I've also have a slew of tonnes of miscellaneous gardening chores to complete. I want to be in a good position when we return from vacation as the contractors are supposed to arrive on the Monday to install our new fence and step.

#2 - Strategic planning, Board retreat, summer camp.

I don't blog about it much, but I'm heavily involved in an non-profit, volunteer-driven organization. I've been thankful for my parental leave over the last few months because I've been able to give an excess of time to growing the organization. In part, my ability to do what I love each day has made my parental leave all that more enjoyable.

Suffice it to say, there's a lot that needs to be done, transitioned over, moved forward before I can leave on vacation. Some of it is great. Some of it is not so great.

#1 - Make a tetris master plan for packing the car.

When we rented a cottage, we failed to take into consideration the size of the vehicle we have. Not only do we need to fit four people and a dog into one Honda Civic, we also need to fit all of the stuff we're going to need for the vacation. Everything from clothing to toys.

I need to start writing the mental list I've compiled onto paper and then make a plan of how it's all going to fit into the car. We're going to need a roof rack for the kids, er, I mean all of the crap we have to bring.

Five days. Five days. Five days. Gotta love it.

21 June 2007

Gone Fishin'

We live in a city, only 10 minutes from the downtown core, and yet two blocks from our house is a huge park that runs along the river. This is one of the many things I love about Ottawa.

Last night, we piled into the car in search of a bait shop as learning how to fish was one of the top three things our kids wrote on their "I have to do this summer or I will die" lists. We got to the bait shop fifteen minutes after it closed.

I turned the car around and headed to Loblaws. Armed with two fishing rods, some hooks and a package of hot dogs, we went to the park where we ate our picnic dinner and Wifey gave her first fishing lesson.

The munchkins had only been fishing once before in their lifetime and that was with their foster family. On this trip, they caught Bubay (their toddler foster brother) twice which quickly ended the adventure before a hook even had grazed the water.

The kids stood out in the river for about an hour learning to cast and while I watched bits of pseudo fish bait, the hot dogs, fly everywhere. Hot dog, it turns out, is quite tricky to hook for adults and kids alike.

Once the dog figured out that the bait was hot dog, he was the only animal in the whole entire river interested in what was on the end of the fishing rod. A few times, he almost forgot his manners, and tried to bite the hot dog right off of the fish hook.

The sun was starting to set. Bella had long ago tangled her line beyond repair and was catching minnows in the shallow weeds, and Bubaloo was hooking his final piece of hot dog. Wifey and I were taking self portraits on the shore and had given the munchkins their five minute pre-departure warning.

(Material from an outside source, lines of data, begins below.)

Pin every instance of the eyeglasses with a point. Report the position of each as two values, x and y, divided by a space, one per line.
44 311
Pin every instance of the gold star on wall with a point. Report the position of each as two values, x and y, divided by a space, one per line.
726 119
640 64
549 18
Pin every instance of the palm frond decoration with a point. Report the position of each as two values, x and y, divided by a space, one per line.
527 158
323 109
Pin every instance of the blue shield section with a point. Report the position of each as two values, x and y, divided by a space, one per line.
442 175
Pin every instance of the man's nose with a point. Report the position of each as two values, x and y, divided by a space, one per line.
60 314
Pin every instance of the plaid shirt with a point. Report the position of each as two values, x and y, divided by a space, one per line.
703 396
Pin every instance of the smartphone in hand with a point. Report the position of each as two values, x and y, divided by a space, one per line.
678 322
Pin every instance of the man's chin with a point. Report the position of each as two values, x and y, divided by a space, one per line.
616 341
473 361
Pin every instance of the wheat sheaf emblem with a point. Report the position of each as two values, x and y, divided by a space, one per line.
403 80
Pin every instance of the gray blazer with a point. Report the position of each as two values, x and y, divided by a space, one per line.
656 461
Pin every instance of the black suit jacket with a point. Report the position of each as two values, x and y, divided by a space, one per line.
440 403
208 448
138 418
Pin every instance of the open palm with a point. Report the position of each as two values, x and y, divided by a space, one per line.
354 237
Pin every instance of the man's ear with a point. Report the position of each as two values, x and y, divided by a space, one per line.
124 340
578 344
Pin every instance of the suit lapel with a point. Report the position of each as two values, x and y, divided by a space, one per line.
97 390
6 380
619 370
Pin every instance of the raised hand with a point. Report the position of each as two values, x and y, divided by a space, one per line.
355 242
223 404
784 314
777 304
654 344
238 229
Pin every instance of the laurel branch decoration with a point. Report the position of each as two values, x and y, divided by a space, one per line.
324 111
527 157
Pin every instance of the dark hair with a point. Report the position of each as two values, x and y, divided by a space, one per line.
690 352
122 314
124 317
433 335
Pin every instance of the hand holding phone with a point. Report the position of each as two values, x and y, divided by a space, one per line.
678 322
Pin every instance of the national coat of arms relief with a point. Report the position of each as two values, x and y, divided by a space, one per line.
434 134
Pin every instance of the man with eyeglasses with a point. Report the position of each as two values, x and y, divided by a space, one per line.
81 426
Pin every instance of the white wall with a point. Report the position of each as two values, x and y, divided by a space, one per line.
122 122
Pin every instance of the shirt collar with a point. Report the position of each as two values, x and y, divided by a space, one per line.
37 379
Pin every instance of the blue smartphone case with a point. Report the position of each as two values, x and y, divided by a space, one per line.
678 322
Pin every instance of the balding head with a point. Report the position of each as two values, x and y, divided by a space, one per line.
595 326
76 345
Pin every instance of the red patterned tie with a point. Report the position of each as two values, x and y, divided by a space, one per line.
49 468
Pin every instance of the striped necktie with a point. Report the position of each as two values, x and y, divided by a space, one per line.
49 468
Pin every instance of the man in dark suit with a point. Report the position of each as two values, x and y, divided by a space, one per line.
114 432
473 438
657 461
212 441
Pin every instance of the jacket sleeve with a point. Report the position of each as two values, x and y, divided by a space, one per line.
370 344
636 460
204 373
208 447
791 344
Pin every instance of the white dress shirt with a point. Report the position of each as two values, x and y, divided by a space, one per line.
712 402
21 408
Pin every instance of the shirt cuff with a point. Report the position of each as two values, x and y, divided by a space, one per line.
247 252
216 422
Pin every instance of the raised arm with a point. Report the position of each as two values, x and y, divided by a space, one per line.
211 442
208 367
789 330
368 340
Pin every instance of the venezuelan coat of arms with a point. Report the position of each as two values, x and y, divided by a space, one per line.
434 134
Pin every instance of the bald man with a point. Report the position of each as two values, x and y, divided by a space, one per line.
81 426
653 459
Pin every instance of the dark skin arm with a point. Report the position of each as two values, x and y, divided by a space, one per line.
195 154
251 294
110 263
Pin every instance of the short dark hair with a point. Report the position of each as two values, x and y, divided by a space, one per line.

Bubaloo threw out his last cast, and moments later yelled to us, "I got a fish."

Thinking he'd caught another bunch of weeds, Wifey and I were slow to react. I then looked at the line and saw it moving in the water. Wifey dashed into the river, Bubaloo reeled the fish in, and they placed it in the net.

There stood my beaming son with his rod in one hand looking into the net at the first fish he'd ever caught. And, are you ready for this? He somehow had managed to catch a foot-long bass.

gone fishin

The whole way home he kept on telling me how proud he was of himself.

The whole way home I thought my heart was going to burst with happiness and joy for him. I was so proud. And, so fiercely protectively proud of him and his fish. This was the first moment of parenting like this for me. The "ah ha" of watching your kids succeed and grow by leaps and bounds in a single moment.